“The Rise, Decline and Fall (?) of the Miranda Decision” With Professor Yale Kamisar 2-6-13
My guest is the Distinguished Professor Yale Kamisar, and our subject is the “Miranda Decision, Search and Seizure protection, and its future.”
Yale Kamisar (born August 29, 1929) is the Clarence Darrow Distinguished University Professor of Law Emeritus and Professor Emeritus of Law at the University of Michigan Law School. A "nationally recognized authority on constitutional law and criminal procedure," Kamisar is known as the "Father of Miranda" for his influential role in the landmark U.S Supreme Court decision in Miranda v. Arizona (1966).

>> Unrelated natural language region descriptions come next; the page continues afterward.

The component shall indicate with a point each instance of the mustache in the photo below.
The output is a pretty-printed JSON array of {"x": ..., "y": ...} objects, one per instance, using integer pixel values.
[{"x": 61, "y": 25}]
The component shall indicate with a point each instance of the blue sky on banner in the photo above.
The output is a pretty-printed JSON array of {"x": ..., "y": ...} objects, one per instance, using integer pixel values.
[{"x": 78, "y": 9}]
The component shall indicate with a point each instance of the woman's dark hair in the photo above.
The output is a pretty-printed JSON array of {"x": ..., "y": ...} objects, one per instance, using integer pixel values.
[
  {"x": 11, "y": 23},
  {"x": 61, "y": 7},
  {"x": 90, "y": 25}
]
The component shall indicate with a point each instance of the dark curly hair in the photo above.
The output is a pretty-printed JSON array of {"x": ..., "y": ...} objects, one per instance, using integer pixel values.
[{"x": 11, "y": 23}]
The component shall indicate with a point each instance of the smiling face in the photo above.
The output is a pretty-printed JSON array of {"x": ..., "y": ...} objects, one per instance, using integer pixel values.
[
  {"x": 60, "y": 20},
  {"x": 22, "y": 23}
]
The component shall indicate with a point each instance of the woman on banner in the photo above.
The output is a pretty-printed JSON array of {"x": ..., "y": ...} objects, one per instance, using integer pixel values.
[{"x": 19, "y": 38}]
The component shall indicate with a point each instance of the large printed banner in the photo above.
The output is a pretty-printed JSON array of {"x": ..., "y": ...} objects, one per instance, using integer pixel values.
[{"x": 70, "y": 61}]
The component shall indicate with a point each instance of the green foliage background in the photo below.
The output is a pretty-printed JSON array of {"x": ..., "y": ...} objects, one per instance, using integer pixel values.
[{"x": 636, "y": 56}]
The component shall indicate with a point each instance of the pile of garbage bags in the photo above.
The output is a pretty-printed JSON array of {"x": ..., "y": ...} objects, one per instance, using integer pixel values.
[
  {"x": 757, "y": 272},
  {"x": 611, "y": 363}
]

Kamisar graduated from New York University, where he was a member of the Army Reserve Officers' Training Corps. Kamisar commanded an assault platoon in the Korean War from 1951 to 1953, fighting at the famous T-bone Hill. Kamisar graduated from the Columbia Law School in 1954 and was at Covington & Burling before becoming a law professor. Kamisar taught at the University of Minnesota Law School from 1957 to 1964 and joined the University of Michigan Law School faculty in 1965.
Yale Kamisar is the author of many books. He wrote Police Interrogation and Confessions: Essays in Law and Policy (1980), which is the "leading commentary on the procedures of criminal justice" and was described by Francis A. Allen as "one of the great achievements of legal scholarship since the end of the Second World War
Kamisar also co-wrote Criminal Justice in Our Time. He has extensive written on the U.S. Supreme Court, writing five annual volumes of The Supreme Court: Trends and Developments, as well as the chapters on criminal procedure for The Burger Court: The Counter-Revolution That Wasn't, The Burger Years, and The Warren Court: A Retrospective. Kamisar also is the co-author of all ten editions of the casebook Modern Criminal Procedure: Cases, Comments & Questions (with Wayne R. LaFave, Jerold Israel, and Orin S. Kerr), and all nine editions of the casebook Constitutional Law: Cases, Comments & Questions. More than 30 Supreme Court opinions have cited Kamisar; "citations to his writings by other federal courts, as well as state courts, number far into the hundreds."